An additional reason for intervention, here, is the unfairness that characterizes the use of the death penalty. Statistically, the death penalty is more often meted out on the morally arbitrary basis of the race of the victim, or the geographic location of the crime, than on factors such as the crime's seriousness. In this respect, imposition of the death penalty violates the Eighth Amendment's ban on cruel and unusual punishments -- historically understood as barring arbitrary and discriminatory punishments. Knowing what we know about our society, it's hard to maintain the assumption that the death penalty can be both fairly and accurately inflicted.

Procedural Injustices Are More Than Sufficient For a Clemency Grant to Williams

Williams's case, in particular, presents cause for concern. He was tried during a period when his mental competence was questionable. He has long denied responsibility for the crimes with which he was charged--even though he accepted responsibility and apologized for his role as founder of the Crips. He presented alibi evidence that the jury apparently discounted or ignored. He was convicted largely on the basis of testimony of government informants who had a strong motive to lie in their testimony: reductions in their own sentences. Additionally, the prosecutor in Williams's case, who had been publicly admonished by the California Supreme Court for a pattern of improper jury challenges based on race, had removed all blacks from Williams's jury. Finally, and more recently, Williams has alleged that the government suppressed exculpatory evidence.

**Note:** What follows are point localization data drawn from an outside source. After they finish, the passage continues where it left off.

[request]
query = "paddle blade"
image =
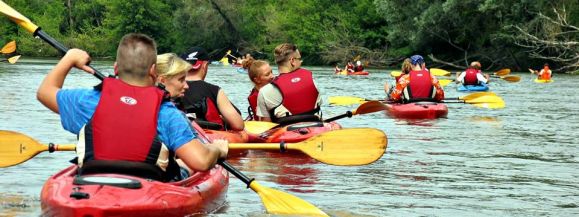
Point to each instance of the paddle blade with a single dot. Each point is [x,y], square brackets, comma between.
[439,72]
[13,59]
[511,78]
[369,107]
[16,148]
[503,72]
[281,203]
[257,127]
[10,47]
[444,82]
[17,17]
[487,101]
[345,100]
[345,147]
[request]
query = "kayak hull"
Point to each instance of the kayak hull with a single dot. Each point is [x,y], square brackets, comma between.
[471,88]
[543,81]
[417,110]
[202,192]
[294,132]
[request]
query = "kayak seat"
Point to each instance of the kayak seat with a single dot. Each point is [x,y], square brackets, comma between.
[107,180]
[138,169]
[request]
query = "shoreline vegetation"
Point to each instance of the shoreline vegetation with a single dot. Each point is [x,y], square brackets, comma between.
[380,33]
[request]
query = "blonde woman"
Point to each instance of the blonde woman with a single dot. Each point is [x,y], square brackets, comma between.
[171,71]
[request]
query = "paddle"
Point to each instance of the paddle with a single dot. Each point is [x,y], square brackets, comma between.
[479,99]
[275,201]
[16,148]
[345,147]
[509,78]
[502,72]
[439,72]
[37,32]
[11,60]
[10,47]
[258,127]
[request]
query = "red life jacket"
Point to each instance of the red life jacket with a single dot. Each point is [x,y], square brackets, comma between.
[298,91]
[420,86]
[470,76]
[124,124]
[545,75]
[252,98]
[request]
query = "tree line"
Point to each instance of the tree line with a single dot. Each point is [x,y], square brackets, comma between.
[449,33]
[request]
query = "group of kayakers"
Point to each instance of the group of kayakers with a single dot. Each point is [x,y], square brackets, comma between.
[153,124]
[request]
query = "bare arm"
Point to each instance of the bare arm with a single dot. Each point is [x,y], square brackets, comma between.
[53,82]
[229,113]
[202,157]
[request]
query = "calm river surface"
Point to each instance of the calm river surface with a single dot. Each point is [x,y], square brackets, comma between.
[518,161]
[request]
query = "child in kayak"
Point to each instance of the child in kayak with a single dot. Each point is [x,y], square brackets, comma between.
[418,84]
[473,75]
[121,122]
[260,73]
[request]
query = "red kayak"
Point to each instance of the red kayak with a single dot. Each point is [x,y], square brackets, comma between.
[417,110]
[66,194]
[294,132]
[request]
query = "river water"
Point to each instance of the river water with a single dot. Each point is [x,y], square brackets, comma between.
[518,161]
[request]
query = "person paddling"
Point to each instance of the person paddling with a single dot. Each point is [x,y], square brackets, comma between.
[124,125]
[544,74]
[418,84]
[205,101]
[261,74]
[473,75]
[293,95]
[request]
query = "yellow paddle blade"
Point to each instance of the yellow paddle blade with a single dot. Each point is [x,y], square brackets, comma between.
[16,148]
[13,59]
[17,17]
[444,82]
[476,95]
[395,73]
[439,72]
[345,147]
[10,47]
[345,100]
[503,72]
[281,203]
[369,107]
[511,78]
[257,127]
[487,101]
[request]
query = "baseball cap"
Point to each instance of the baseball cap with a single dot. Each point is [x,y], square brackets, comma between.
[195,56]
[416,59]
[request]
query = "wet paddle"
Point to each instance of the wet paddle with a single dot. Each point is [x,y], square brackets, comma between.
[509,78]
[345,147]
[16,148]
[10,47]
[37,32]
[502,72]
[11,60]
[479,99]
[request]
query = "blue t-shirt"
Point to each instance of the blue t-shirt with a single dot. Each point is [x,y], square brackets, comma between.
[76,107]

These reasons do not necessarily mean that Williams was innocent of the heinous crimes of which he was convicted. But, together, they suffice to stay the hand of the executioner - for they show that Williams's trial raises a reasonable possibility that he may be innocent, or at least, unfairly convicted.

Schwarzenegger Should Act Justly, and Broadly

The broken system that Governor Ryan condemned, when he commuted the sentences of those on Illinois' death row, was not unique to Illinois. Error infests the criminal justice system in California, as much as it does in Illinois or Texas.

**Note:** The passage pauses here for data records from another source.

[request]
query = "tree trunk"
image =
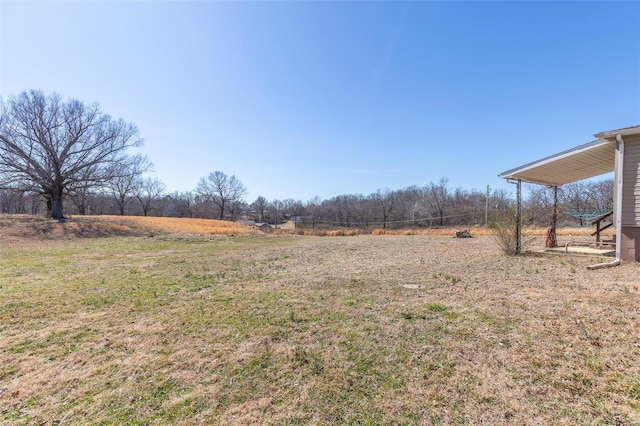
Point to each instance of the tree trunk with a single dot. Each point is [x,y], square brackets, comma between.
[56,202]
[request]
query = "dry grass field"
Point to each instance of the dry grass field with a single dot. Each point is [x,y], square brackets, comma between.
[114,321]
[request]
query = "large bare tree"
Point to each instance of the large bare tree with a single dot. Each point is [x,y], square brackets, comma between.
[222,190]
[51,146]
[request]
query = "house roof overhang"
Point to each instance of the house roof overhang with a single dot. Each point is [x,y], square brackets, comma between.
[582,162]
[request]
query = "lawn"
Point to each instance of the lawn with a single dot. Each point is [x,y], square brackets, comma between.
[368,329]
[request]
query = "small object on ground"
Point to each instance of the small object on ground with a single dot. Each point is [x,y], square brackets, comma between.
[463,234]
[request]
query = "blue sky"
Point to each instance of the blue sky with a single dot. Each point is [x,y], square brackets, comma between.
[304,99]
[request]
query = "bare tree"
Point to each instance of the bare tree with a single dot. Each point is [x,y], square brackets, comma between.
[221,190]
[438,198]
[149,190]
[49,146]
[260,205]
[125,181]
[386,202]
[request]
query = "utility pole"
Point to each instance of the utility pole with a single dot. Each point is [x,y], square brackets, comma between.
[486,208]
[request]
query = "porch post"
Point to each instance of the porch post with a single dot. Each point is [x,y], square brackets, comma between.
[518,217]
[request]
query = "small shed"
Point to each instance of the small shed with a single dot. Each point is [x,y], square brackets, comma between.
[615,151]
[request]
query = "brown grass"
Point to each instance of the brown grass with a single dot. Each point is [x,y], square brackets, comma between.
[372,329]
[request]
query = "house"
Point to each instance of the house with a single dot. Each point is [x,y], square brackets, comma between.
[615,151]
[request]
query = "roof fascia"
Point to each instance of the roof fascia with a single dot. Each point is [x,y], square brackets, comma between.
[584,147]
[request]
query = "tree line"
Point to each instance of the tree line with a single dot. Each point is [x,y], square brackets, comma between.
[62,157]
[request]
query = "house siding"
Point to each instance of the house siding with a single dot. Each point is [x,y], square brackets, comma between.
[630,235]
[631,182]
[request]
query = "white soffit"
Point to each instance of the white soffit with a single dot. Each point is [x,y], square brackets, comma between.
[582,162]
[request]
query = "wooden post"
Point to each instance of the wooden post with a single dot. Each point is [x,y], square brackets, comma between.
[518,217]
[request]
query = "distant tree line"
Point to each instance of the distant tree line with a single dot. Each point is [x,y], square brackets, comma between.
[60,156]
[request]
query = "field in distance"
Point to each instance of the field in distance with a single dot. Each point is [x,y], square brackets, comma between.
[245,329]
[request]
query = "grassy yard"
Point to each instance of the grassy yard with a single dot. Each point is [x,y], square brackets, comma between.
[385,329]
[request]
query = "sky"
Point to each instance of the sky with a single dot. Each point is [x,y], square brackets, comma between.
[300,99]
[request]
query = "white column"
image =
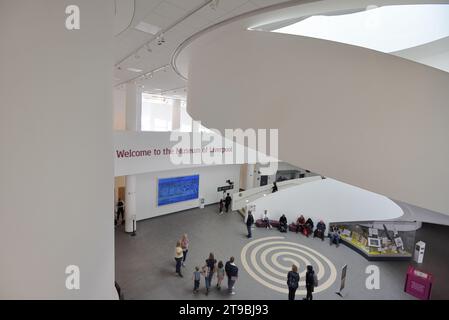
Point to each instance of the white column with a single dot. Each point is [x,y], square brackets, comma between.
[250,176]
[133,123]
[130,202]
[176,115]
[57,200]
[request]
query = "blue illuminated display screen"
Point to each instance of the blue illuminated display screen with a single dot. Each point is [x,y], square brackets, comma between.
[172,190]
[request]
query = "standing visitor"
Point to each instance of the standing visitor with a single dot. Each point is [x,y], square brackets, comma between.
[185,248]
[210,269]
[266,220]
[178,258]
[311,282]
[232,273]
[196,279]
[120,210]
[228,201]
[292,282]
[320,230]
[249,224]
[221,206]
[300,224]
[220,274]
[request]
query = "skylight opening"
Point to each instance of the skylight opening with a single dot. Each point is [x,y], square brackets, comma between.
[386,29]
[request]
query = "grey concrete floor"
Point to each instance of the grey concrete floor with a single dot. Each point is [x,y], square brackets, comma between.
[145,264]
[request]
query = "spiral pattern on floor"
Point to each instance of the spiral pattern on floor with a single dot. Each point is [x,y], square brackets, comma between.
[269,259]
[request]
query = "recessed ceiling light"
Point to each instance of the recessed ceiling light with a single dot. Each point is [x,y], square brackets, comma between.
[134,70]
[147,28]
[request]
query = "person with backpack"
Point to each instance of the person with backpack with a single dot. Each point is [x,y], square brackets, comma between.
[311,282]
[220,206]
[249,224]
[209,270]
[232,272]
[292,282]
[228,201]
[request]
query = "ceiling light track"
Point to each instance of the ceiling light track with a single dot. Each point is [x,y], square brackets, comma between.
[160,35]
[146,75]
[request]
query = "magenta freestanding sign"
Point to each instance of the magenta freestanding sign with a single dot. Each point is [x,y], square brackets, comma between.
[418,283]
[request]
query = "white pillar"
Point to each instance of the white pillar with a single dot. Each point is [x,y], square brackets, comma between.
[133,123]
[176,115]
[133,107]
[248,179]
[130,203]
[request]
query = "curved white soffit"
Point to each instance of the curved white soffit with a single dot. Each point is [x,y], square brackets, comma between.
[386,29]
[330,200]
[288,10]
[360,116]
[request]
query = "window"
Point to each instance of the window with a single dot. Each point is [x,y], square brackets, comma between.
[157,113]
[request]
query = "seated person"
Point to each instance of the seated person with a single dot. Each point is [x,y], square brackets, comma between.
[300,224]
[266,220]
[308,227]
[283,223]
[334,236]
[320,229]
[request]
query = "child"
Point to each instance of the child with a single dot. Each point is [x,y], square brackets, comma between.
[196,279]
[221,206]
[220,274]
[205,271]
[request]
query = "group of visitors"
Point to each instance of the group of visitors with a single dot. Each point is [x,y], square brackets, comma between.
[306,227]
[226,202]
[293,282]
[208,270]
[211,268]
[334,236]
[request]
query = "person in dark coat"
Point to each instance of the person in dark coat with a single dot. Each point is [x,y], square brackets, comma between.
[232,273]
[283,223]
[320,230]
[309,227]
[311,282]
[220,206]
[228,201]
[120,211]
[292,282]
[249,223]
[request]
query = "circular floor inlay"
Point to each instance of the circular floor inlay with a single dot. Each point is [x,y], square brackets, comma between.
[269,259]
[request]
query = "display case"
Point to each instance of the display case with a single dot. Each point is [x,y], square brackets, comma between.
[378,240]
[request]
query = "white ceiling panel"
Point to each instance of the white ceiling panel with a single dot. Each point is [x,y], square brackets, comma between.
[170,11]
[187,4]
[266,3]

Schwarzenegger, like Ryan, should be brave enough to say that a broken system - one that leads to the imposition of the death penalty on morally arbitrary or discriminatory grounds -- offends constitutional values. So it is a time for action.

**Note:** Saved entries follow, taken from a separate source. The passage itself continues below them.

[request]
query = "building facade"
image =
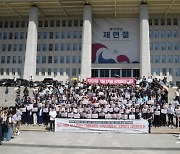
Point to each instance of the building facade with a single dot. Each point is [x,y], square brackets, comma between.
[90,46]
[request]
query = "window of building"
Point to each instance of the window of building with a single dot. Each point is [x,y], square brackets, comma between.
[80,34]
[50,47]
[164,71]
[176,59]
[171,71]
[81,23]
[19,59]
[62,46]
[68,59]
[15,47]
[11,24]
[75,23]
[74,46]
[14,60]
[63,35]
[61,59]
[57,35]
[23,24]
[55,59]
[163,34]
[40,24]
[151,46]
[156,34]
[176,45]
[55,71]
[9,47]
[169,46]
[175,33]
[17,24]
[10,35]
[156,46]
[61,71]
[169,34]
[22,35]
[157,59]
[163,46]
[169,21]
[38,59]
[16,36]
[150,22]
[57,23]
[21,47]
[56,46]
[163,58]
[4,47]
[63,23]
[38,47]
[7,71]
[51,35]
[46,24]
[177,71]
[2,71]
[13,71]
[68,71]
[170,59]
[6,24]
[8,59]
[43,59]
[49,71]
[2,59]
[68,46]
[74,60]
[43,71]
[175,21]
[150,33]
[80,46]
[69,35]
[44,47]
[151,58]
[162,21]
[37,71]
[45,35]
[79,59]
[69,23]
[73,72]
[49,59]
[158,71]
[52,23]
[5,36]
[156,22]
[75,34]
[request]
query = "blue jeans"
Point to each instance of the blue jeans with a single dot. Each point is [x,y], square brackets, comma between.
[9,133]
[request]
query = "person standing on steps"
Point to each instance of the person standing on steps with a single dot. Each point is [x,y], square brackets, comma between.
[6,93]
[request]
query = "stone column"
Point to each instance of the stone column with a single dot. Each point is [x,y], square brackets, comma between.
[144,42]
[86,43]
[31,44]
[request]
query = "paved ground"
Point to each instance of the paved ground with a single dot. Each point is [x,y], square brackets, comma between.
[97,143]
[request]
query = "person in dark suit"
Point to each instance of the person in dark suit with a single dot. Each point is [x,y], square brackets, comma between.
[149,119]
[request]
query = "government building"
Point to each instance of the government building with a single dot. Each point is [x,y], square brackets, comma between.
[65,39]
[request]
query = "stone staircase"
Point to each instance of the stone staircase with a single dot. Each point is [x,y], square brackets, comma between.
[10,97]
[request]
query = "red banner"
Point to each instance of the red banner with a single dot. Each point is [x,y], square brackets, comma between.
[112,81]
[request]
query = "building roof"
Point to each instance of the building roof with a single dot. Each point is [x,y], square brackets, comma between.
[100,8]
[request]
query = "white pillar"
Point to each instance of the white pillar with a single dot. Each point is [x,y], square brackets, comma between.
[144,42]
[86,43]
[31,44]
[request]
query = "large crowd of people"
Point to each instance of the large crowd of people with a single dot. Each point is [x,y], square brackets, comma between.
[92,101]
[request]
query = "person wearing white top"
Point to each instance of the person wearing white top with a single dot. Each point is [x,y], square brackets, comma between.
[52,115]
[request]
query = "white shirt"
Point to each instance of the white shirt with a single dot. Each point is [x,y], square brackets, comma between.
[52,115]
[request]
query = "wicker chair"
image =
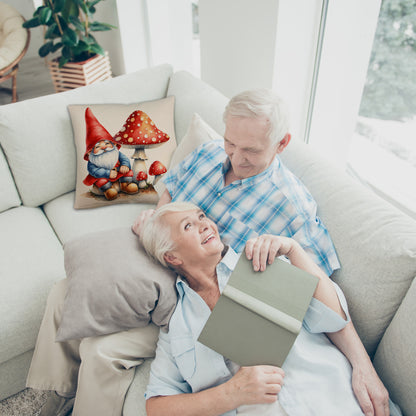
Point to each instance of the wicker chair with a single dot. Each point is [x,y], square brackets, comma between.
[14,42]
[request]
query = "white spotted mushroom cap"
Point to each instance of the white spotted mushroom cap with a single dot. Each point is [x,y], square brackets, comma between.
[139,131]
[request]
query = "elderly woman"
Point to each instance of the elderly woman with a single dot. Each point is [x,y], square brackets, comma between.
[188,378]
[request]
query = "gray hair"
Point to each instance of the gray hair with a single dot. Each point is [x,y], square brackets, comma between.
[156,236]
[261,104]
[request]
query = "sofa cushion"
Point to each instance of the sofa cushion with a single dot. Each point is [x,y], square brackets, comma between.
[69,223]
[44,169]
[113,286]
[394,359]
[198,133]
[9,196]
[194,96]
[375,242]
[128,126]
[134,404]
[31,260]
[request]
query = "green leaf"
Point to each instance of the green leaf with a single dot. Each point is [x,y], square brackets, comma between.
[62,61]
[52,32]
[96,48]
[70,37]
[82,47]
[44,15]
[82,5]
[34,22]
[58,5]
[57,46]
[45,49]
[100,27]
[70,9]
[77,23]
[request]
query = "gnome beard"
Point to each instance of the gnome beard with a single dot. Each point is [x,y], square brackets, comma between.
[106,159]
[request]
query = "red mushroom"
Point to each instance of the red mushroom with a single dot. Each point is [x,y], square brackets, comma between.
[157,169]
[141,178]
[138,132]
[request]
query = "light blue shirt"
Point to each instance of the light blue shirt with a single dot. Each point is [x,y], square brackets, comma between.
[317,375]
[272,202]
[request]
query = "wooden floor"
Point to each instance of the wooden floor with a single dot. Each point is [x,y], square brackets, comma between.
[33,80]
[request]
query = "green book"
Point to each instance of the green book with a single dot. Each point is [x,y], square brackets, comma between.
[259,314]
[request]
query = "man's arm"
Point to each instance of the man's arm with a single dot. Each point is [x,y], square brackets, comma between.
[368,388]
[250,385]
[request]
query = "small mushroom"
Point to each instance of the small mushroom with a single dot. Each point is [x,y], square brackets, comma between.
[141,178]
[157,169]
[140,132]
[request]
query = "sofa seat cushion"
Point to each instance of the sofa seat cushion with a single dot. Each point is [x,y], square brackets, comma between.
[394,359]
[36,135]
[9,196]
[31,261]
[375,242]
[69,223]
[134,404]
[194,96]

Some have suggested that Williams should receive clemency to demonstrate Schwarzenegger's courage or capacity to be merciful. As I've elaborated elsewhere at greater length, I disagree. Mercy is the proper prerogative of God and punishing mothers--not the state. Instead, Schwarzenegger should simply be modest and just.

Not by sparing Williams alone, but by commuting the sentences of all those on California's death row. And not in the name of mercy, but in the name of justice.


Dan Markel teaches criminal law at Florida State University College of Law and is the founder of Prawfsblawg, a blog by law professors about law, politics and culture.